Na contracapa do livro consta a pergunta que parece ser um dos grandes questionamentos da trama: “O que faz a vida valer a pena?”. Ao longo do livro, Nora tem a chance de viver vidas diferentes e então ela se questiona a todo o momento se é aquele tipo de vida que ela realmente quer ter, se é aquela vida que a faria feliz.
O livro A Biblioteca da Meia-Noite foi lançado pelo inglês Matt Haig em 2020 e no mesmo ano ganhou o prêmio Goodreads Choice Awards de melhor livro de ficção. Já vendeu mais de 9 milhões de exemplares no mundo todo, atualmente é um dos livros mais vendidos no Brasil e já foi traduzido para mais de 40 países. Diante de tais fatos, confesso que estava curiosa para saber se eu gostaria do livro.
As vidas de Nora
Já na primeira linha de A Biblioteca da Meia-Noite, é dito que Nora decidiu morrer. O início do livro mostra como está a vida dela naquele momento: ela perde o emprego, seu gato morre, ela se sente sozinha e está desconectada da família e da melhor amiga.

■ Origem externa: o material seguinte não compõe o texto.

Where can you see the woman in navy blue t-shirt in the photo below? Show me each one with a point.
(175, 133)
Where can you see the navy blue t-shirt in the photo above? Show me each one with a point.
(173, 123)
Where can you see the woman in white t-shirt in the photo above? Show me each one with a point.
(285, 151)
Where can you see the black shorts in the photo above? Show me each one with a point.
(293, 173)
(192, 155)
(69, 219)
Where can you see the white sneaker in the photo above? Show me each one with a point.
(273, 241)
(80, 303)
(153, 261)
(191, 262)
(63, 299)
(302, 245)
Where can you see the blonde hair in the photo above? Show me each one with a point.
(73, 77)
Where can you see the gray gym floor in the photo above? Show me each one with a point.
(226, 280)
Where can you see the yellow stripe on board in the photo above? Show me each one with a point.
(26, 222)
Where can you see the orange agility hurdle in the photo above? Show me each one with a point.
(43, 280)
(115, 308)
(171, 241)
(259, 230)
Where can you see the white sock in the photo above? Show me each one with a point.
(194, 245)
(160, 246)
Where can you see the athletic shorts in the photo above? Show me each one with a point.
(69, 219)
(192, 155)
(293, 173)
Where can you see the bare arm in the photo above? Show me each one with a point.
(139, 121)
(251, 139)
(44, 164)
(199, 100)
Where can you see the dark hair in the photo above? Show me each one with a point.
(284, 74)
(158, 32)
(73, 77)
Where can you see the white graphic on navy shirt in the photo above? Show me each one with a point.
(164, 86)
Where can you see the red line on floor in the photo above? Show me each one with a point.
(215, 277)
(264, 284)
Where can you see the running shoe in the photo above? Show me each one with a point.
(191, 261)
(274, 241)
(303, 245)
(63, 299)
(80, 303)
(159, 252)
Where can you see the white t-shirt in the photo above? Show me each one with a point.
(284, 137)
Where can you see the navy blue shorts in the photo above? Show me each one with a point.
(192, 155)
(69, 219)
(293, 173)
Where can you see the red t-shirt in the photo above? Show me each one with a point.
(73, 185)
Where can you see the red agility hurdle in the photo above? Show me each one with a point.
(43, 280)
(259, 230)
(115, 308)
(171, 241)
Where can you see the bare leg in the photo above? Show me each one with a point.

Nora faz uma retrospectiva da vida e se questiona sobre as decisões que tomou e acha que todos que ama ou já amou estão melhor sem ela. “Cada movimento tinha sido um erro; cada decisão, um desastre; cada dia, um afastamento de quem ela havia imaginado que seria.” (p.33)
Em meio a tanto sofrimento, Nora decide acabar com a própria vida, mas ela não morre e então se vê em uma biblioteca onde sempre é meia-noite. A Sra. Elm, a antiga bibliotecária da escola de Nora e uma pessoa querida por ela, está nesta biblioteca e lá há inúmeras prateleiras nas quais cada livro oferece a oportunidade de Nora experimentar outra vida, de ver como as coisas seriam se tivesse feito outras escolhas.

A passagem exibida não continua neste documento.